María Cristina Cortés, ha sido paisajista a lo largo de toda su carrera artística, y en su atenta observación del mundo natural ha dejado una obra en la que podemos observar un recorrido similar al de la pintura paisajística que mencionaba al comienzo. En sus primeras obras, captó la belleza del paisaje sabanero que posee una luz particular, suave y fría. Esa luz, a veces un tanto espectral, caía sobre grupos de vacas que tranquilas pastaban entre charcos que absorbían los últimos rayos de luz del día. Pero ese paisaje, poco a poco, se fue contaminando: las lagunas y charcos se llenaron de basura; el agua, antes cristalina, se convirtió en una sustancia lodosa; luego los bosques se fueron secando, se colmaron de rastrojos que dieron lugar a una serie de dibujos en los que inició su experimentación con el collage, para finalmente llegar al desastre actual, que de manera tan acertada ha titulado Desmadre.

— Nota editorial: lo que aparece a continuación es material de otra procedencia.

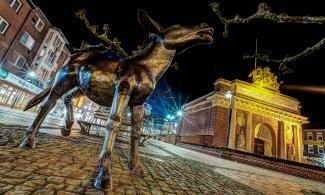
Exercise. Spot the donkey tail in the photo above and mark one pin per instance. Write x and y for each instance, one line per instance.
(38, 98)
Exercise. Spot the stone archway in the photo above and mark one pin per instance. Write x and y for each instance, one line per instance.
(264, 140)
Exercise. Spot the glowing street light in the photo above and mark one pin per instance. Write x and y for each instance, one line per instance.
(229, 95)
(31, 74)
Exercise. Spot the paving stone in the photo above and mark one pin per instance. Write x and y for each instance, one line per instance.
(8, 165)
(68, 166)
(5, 187)
(35, 184)
(56, 180)
(44, 192)
(18, 174)
(94, 192)
(21, 190)
(11, 181)
(65, 193)
(54, 186)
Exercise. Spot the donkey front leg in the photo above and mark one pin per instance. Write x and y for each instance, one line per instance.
(32, 130)
(65, 131)
(121, 99)
(136, 122)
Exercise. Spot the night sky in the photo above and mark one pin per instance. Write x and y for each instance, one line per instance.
(200, 66)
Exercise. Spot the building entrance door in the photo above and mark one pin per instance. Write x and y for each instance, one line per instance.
(258, 146)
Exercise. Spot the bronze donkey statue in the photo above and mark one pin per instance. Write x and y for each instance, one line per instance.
(117, 84)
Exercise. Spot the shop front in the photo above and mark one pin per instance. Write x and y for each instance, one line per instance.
(16, 92)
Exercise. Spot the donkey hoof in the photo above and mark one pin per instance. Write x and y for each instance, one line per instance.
(138, 171)
(65, 132)
(103, 183)
(27, 143)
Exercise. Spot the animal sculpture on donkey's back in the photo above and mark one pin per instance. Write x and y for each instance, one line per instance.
(117, 84)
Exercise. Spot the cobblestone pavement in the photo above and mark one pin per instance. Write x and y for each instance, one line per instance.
(67, 166)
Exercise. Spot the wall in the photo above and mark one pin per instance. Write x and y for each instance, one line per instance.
(15, 21)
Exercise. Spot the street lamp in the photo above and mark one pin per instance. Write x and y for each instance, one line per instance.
(229, 95)
(179, 113)
(31, 74)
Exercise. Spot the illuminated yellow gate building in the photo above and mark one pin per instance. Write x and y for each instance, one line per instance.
(253, 117)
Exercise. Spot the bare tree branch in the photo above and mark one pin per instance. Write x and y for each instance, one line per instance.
(114, 44)
(264, 12)
(286, 60)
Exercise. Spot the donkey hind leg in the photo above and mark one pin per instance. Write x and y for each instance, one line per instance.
(32, 130)
(136, 121)
(66, 130)
(121, 99)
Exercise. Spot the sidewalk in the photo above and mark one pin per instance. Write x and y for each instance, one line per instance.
(67, 166)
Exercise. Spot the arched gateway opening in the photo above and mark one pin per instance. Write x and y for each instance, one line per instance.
(264, 140)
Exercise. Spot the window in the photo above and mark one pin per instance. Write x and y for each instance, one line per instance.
(51, 57)
(320, 149)
(43, 74)
(48, 39)
(319, 136)
(38, 23)
(27, 40)
(14, 4)
(3, 25)
(17, 60)
(310, 149)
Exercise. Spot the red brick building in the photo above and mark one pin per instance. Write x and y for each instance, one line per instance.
(313, 142)
(23, 27)
(23, 38)
(254, 119)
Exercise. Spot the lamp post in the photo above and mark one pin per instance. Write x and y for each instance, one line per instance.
(229, 95)
(177, 128)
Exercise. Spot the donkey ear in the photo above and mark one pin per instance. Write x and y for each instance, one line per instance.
(148, 23)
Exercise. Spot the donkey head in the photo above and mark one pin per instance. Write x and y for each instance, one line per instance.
(177, 36)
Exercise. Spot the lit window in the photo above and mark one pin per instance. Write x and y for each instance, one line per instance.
(319, 136)
(14, 4)
(309, 136)
(51, 57)
(38, 23)
(27, 40)
(3, 25)
(320, 149)
(310, 149)
(49, 37)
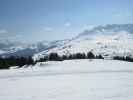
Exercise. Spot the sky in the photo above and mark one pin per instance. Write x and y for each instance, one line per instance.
(38, 20)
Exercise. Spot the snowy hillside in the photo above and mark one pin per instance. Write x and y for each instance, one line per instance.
(69, 80)
(15, 48)
(109, 40)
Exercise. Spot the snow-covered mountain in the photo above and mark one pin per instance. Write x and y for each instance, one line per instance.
(9, 48)
(108, 40)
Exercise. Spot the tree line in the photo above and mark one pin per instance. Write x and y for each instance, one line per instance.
(56, 57)
(6, 63)
(123, 58)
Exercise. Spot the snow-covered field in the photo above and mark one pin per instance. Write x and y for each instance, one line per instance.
(69, 80)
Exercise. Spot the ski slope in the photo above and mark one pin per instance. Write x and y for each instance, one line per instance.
(69, 80)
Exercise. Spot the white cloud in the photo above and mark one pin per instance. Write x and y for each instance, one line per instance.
(48, 29)
(67, 24)
(3, 31)
(88, 27)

Como lo anota Simón Ortega, sus paisajes actuales “utilizan imágenes referentes al agua – su exceso o carencia – para reflexionar sobre distintos modos de ver la naturaleza”. Desde sus primeras obras, el agua ha sido un elemento propicio para trabajar los reflejos de la luz, y lo sigue siendo en los paisaje anegados de hoy, en los que juega con la perspectiva, mira el mundo desde arriba, desaparece la línea del horizonte y el agua se extiende sobre el lienzo, lo cubre, lo inunda. En estas vastas superficies de color, se asoman las casas de los hombres hundidas convertidas en planos de color que producen una vibración que me hace recordar las palabras de Kandinsky cuando aludía a la experiencia cromática en términos de equivalencias sonoras, musicales.
En las obras que hay carencia de agua, la textura, cobra protagonismo para mostrar la tierra agrietada, yerma, a través de perspectivas osadas que ubican la mirada a ras del piso, de manera que la tierra rugosa se pone en primer plano y avasalla nuestra mirada. Estas piezas de menor formato fueron trabajadas sobre láminas de celotex, una especie de cartón que se utilizaba para la elaboración de los cielos rasos, vestigios de la demolición de su casa de infancia. Como lo anota Andrés Gaitán, en estas obras, “una ruina apela a otra ruina”. La utilización de este soporte que se relaciona con la memoria y los afectos, puede abrirse a múltiples lecturas, pero me interesa destacar el carácter experimental de su oficio: es como si en la medida de que el paisaje se va transformando ante sus ojos, bien sea por la sequía, por los incendios o las inundaciones, estos fenómenos exigieran nuevas formas de representación. En este caso, sobre estas láminas resecas y deterioradas por el paso del tiempo, María Cristina Cortés, utilizó una técnica propia del grabado: con un buril, dibujó, una a una, las grietas de la tierra, de manera que se genera una textura costrosa que añade efectos táctiles a estos paisajes áridos que por momentos pueden verse como pinturas abstractas, o como la más veraz representación de la tierra reseca y agrietada.
A pesar de abordar el desmadre de la naturaleza que nos remite a un paisaje apocalíptico, en la pinturas de María Cristina Cortés, la luz sigue iluminando el mundo, cae sobre el agua para volverse color, materia pictórica, o cae sobre estas texturas rugosas entre amarillas, ocres y grises, en ocasiones bordeadas por unos charcos de un verde moribundo, para presentar fenómenos lumínicos cambiantes y sorprendentes que afirman la validez de la pintura y la del género del paisaje.